Prince Charles’ ‘Great Reset’

11 July 2022

6:00 AM

11 July 2022

6:00 AM

It’s a conspiracy, until it isn’t. There are those that claim to be ‘serious’ journalists who continue to insist that this ‘Great Reset nonsense’ doing the rounds on social media is just that – conspiracy hype.

To be fair, the central premise of the Great Reset as laid out by the World Economic Forum’s founder Klaus Schwab is the stuff of lunacy.

When footage emerges of a robe-clad Schwab pontificating to an audience of global leaders, celebrities, bankers, bureaucrats, and billionaires, the press either pretend they’re in a horror film with ghosts they can’t see, or – as has happened recently – they insist that the Great Reset is actually ‘a good thing’.

The problem for civilisation is that the upper echelons of power and wealth take Schwab and his plots for global manipulation very seriously.

Democracy is a nuisance that gets in the way of ‘smart people’ doing what’s best for the ‘greater good’. As Trudeau once eyed China’s communist system of totalitarian control, so too do our leaders.
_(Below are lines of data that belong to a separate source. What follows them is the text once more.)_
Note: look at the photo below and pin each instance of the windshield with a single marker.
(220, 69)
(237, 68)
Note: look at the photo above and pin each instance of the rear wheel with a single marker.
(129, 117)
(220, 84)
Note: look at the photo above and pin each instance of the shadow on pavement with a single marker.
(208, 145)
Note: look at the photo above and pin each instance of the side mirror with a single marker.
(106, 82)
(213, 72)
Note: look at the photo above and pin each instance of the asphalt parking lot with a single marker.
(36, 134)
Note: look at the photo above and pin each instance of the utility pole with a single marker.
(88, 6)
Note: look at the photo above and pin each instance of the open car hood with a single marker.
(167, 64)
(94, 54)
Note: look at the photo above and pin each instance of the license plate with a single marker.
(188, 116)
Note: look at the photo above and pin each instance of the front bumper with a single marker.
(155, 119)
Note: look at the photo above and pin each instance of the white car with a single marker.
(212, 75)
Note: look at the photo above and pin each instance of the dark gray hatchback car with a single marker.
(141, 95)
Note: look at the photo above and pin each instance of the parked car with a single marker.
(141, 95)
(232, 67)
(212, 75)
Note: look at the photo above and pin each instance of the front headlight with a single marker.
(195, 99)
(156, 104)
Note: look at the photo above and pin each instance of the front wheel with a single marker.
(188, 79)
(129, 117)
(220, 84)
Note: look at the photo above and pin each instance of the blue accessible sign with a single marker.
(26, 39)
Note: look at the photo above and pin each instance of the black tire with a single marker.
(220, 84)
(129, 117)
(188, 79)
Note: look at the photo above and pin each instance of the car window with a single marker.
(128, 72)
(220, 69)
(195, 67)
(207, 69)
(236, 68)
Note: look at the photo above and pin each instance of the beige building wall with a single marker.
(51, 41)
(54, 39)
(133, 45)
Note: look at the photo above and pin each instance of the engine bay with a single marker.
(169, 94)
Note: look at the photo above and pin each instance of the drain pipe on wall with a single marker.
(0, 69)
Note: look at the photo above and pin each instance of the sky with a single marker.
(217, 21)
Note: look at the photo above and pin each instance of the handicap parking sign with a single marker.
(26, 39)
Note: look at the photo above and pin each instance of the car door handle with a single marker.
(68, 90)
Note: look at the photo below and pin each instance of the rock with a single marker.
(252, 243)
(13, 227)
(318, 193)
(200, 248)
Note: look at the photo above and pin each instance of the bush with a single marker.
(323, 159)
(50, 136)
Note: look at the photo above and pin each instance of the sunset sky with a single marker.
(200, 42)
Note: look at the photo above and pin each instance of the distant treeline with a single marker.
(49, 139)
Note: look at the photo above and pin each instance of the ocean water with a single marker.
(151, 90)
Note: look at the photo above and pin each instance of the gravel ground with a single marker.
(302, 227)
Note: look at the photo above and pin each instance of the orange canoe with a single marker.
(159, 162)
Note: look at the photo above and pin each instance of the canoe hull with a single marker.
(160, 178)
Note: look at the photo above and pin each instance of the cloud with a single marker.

Convincing the public to give up steaks and property rights is annoying, so the excuse of ‘climate emergency’ was created as a non-negotiable reason to dismantle the free market and democratic governance.

Political leaders who bought into the Great Reset ideology and implemented its demands are experiencing a collapse of their political systems. Utopian ‘green’ ideology has hit the road with a screech and skid mark of burning rubber. Whether it is the mass protests in Sri Lanka or the slow-motion civil conflict of the Netherlands farming community – the ‘sustainable vision’ of a ‘kinder, greener world’ actually looks like a war zone littered with starvation, poverty, and violence.

Schwab warned us in a video back in 2020. ‘We have to be prepared for a more angry world.’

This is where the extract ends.